Sonya Coward, a Statscan senior economist, said there was a similar trend among mortgage lending from the banks.

The average value of a non-bank mortgage fell 7 per cent to $246,802 in the second quarter from the previous period. Statscan said increased sales in lower-priced properties such as condominiums and townhouses could have accounted for the smaller mortgages.

Over all, mortgage brokers say alternative lending has become more popular since Ottawa introduced its mortgage stress test that requires borrowers to prove they can make their loan payments at a higher interest rate. The rules, known as B-20, require borrowers to qualify at a mortgage rate that is two percentage points above the going rate or to qualify at the Bank of Canada’s five-year rate, whichever one is higher.

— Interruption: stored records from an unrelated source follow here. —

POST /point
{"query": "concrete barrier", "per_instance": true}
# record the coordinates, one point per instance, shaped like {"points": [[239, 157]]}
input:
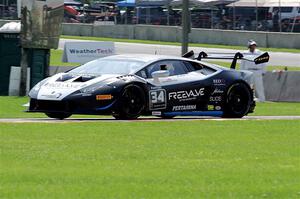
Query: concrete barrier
{"points": [[282, 86]]}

That has made it harder for potential home buyers to get a mortgage from a bank that complies with B-20 and pushed some Canadians to non-bank lenders for their home purchases.

“There is a direct correlation between B-20 and that trend,” said Benjamin Tal, deputy chief economist with CIBC. “In some ways, we are transferring risk from the regulated segment of the market to the less regulated segment of the market,” he said.

The Statscan survey suggested that borrowers are making their payments on time. The total number of mortgages in arrears more than 90 days decreased 12 per cent to 3,656 in the second quarter from the previous period.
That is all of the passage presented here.